When I visited Taos in New Mexico, it was a picture postcard of the Old West, with beautiful buildings, all appearing as though they had all been made from adobe, all the colour of desert gold, wide streets, with men wearing big hats and cowboy boots and so on. And as I walked past the Sheriff’s Office, I remembered to exchange a badge. 

o I approached a Deputy Sheriff at the counter, and offered a RP&NGC badge for exchange. “I’ll have to ask the Sheriff.” He said, and took my badge to an inside office. He came back without my badge, and said “The Sheriff wants to meet you.” By this time several other Deputies had gathered around, and we all trouped into the Sheriff’s office.

“Yawl want to trade badges?” the Sheriff asked without introduction.

“Yes, Sheriff,” I said, and I explained the mission which Bob Cole had given me. “Just trade badges?” the Sheriff asked again, “Hell. I can do better than that. Raise your right hand!”

So I raised my right hand, not knowing what was to follow.

“Yawl swear to uphold the Constituuuuution of the United States and the Laws of the State of Noooooo Mexico?” asked the Sheriff. Since I had no reason not to uphold them I said “Yes, Sheriff.”

“Then by the powers conferred upon me by the laws of the State of Nooooo Mexico,” continued the Sheriff, “I hereby appoint you Depidy Sheriff of Taos County. Here’s your badge, Depidy,” and he handed me a Deputy Sheriff’s badge.  All the other deputies filed past me shaking my hand and congratulating me.

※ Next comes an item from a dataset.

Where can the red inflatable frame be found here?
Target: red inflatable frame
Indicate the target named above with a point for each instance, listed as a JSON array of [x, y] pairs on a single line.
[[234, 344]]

“Congratulations, Deputy.”

“Congratulations, Deputy.”

“Congratulations, Deputy,”  they all said, and then we adjourned to an outer office where we all sat down and drank coffee and yarned as though we had known each other for years.  

But I have to confess that that badge never made it into the Police Museum in Port Moresby. It now has pride of place in my trophy display cabinet, along with my family heirlooms and other family collectables. Although I did receive this Deputy Sheriff’s badge in exchange for a RP&NGC badge, I was faithful to the assignment Bob Cole had given me, in that I did return to him thirty other police badges. That is, I gave him thirty badges in exchange for thirty badges, but not this one. 

So that is how Bob Cole was able to present to the Police Museum in Port Moresby thirty police badges from different police forces from around the world, and that is how I became Deputy Sheriff of Taos County.